But perhaps the chief and most frequent cause of war is war itself. In the Balkan Peninsula—where, whenever the fighting has ceased, nothing approaching a satisfactory settlement has ever been concluded—this is specially true. Eight or nine of the wars recorded concern the Balkans. Or take the Crimean War. Sir Spencer Walpole says:

“From 1856 to 1878 the Continent of Europe was afflicted with five great wars—the Franco-Austrian War of 1859; the Danish of 1864; the Austro-Prussian of 1860; the Franco-German of 1870 and the Russo-Turkish of 1878: all of which can be lineally traced to the war of 1854,” and one at least of those wars, as we know, sowed the seeds of future war. The war that is concluded by a dictated peace, the war that leaves a sense of grievance and unsatisfied though legitimate claims, the war that inspires a lasting desire for revenge inevitably leads to future war. Wars are never aggressive but always defensive on the part of those who are responsible for waging them. Wars are never defensive but always aggressive on the part of those against whom they are waged. The Ministers and monarchs do the quarrelling, the people believe the version they are told and obey. The people do the fighting and make the sacrifice, the Ministers and monarchs do the treaty-making without consulting them. The people’s part is one of valiance, endurance, and suffering; the part of the Ministers and monarchs is one too often marred by failure and frequently disfigured by intrigue and deception.

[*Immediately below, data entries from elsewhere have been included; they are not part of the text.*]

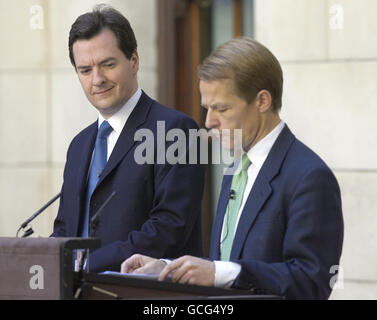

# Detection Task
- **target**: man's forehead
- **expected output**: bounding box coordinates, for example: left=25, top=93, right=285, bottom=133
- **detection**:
left=72, top=29, right=121, bottom=64
left=200, top=79, right=236, bottom=103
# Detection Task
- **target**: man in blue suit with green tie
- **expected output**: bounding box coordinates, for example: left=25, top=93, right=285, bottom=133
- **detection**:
left=121, top=37, right=344, bottom=300
left=51, top=5, right=205, bottom=272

Cast your eye through these forty-two very brief records of wars. Think of the valour, the determination, and the heroism of the people, be they soldiers or civilians. Consider the noble part played by those who without question obeyed what they were led to believe was their country’s call. And then look on the other side at the results—the ineptitude of the statesmen, the patched-up treaties, the worthless agreements, the wars that led to further wars, the failure to secure a settlement after the soldier had done his part, and the unnecessary prolongation of conflicts when agreement might have been reached by the exercise of a little wisdom and foresight. The contrast is remarkable between the actions on the battlefield and the intrigue in the council chamber. Blood has been spilt, lives lost, and victories won often without any positive advantage being gained in the final result.

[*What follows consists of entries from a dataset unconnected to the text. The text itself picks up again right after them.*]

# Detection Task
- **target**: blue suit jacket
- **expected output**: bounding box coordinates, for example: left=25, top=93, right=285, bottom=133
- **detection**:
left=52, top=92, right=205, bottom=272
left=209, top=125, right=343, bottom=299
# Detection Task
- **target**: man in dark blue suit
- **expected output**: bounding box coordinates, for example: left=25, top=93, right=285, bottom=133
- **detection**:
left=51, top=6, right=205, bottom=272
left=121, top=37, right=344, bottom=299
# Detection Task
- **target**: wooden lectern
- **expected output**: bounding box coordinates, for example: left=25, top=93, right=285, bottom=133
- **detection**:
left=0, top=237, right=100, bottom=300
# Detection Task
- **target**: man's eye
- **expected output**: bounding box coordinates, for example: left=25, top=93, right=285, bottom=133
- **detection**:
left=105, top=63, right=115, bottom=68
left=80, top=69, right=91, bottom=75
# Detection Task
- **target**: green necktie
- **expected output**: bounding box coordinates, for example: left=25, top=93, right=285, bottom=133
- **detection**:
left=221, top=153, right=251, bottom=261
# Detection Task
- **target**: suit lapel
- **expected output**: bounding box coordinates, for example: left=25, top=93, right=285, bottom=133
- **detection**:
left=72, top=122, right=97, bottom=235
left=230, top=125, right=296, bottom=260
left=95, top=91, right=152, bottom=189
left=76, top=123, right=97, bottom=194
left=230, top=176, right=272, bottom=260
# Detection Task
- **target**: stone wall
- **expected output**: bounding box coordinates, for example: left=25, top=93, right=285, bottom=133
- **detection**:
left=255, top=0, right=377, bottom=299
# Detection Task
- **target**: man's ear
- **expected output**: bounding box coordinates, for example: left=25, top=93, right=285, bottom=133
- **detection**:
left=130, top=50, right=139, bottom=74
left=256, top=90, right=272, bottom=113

The wars are arranged according to date. Some were long-drawn-out struggles, others sharp conflicts of a few months. The number of men engaged in any battle and the casualties if they could be tabulated would no doubt seem comparatively small to our modern eyes. The total loss of life in the Crimean War amounted to about 600,000 men.[1] An estimate of the loss in killed and wounded in some of the other great battles may be given as follows: Solferino (1859), 31,500; Chickamauga (1863), 35,100; Gettysburg (1863), 37,000; Königrätz (1866), 26,894; Vionville (1870), 32,800; Gravelotte (1870), 30,000; Plevna (1877), 19,000;[2] The Boer War (1899–1902): British losses, 28,603; Boers killed, 4,000, prisoners 40,000;[3] Mukden (1905), 131,000.

[1] The Cambridge Modern History, vol. xii

[2] An article in Current History, by General Duryee, of the U.S.A. Army.

[3] Encyclopædia Britannica.

Wars to the generation that experiences them are unmixed evils engendering hatred and evil passions and bringing in their train loss, suffering, destruction, and impoverishment, all of which are acutely felt. The succeeding generation inherit their consequences in the shape of high taxation and the attempts to mend and reconstruct the dislocated national life. The horror has gone but the memory remains. To the succeeding generation they become episodes read of in the cold pages of history, and then at last they fade into mere names—a battle with a vaguely remembered date.

Each war is terminated by a treaty. The main provisions of a few additional treaties which were not concluded after wars are also given. In but few instances have war treaties been observed, and in several cases they were not worth the paper they were written on. Treaties are signed and ratified by statesmen without the sanction or approval, and sometimes without the knowledge, of their people. The statesmen enter the council chamber as individuals bent on securing advantages at other people’s expense, and ready by bargain and intrigue to attain their ends. These instruments therefore are expressions of temporary expediency sometimes exacted after defeat, sometimes the result of compromise and generally inconclusive. If treaties are to become sacred obligations founded on international justice and respected not merely by changing governments but by whole nations, the spirit in which they are drawn up and the method by which they are concluded must be radically altered. The existence of secret treaties and engagements has proved to be one of the gravest dangers to European peace.

There are a large number of conventions which have been concluded between nations, by which social intercourse with regard to such matters as post and telegraph is facilitated, and of late years arbitration treaties between one Power and another have multiplied very rapidly. This is the one advance in which the efforts of diplomacy have borne fruit. The important treaty of Arbitration between Great Britain and the United States is the only one of these treaties mentioned in the list. Agreements with regard to the conduct of war have been made, such as the Geneva Convention of 1864 and 1906, and the Hague Declarations of 1899 and 1907, but they have proved to a large extent futile.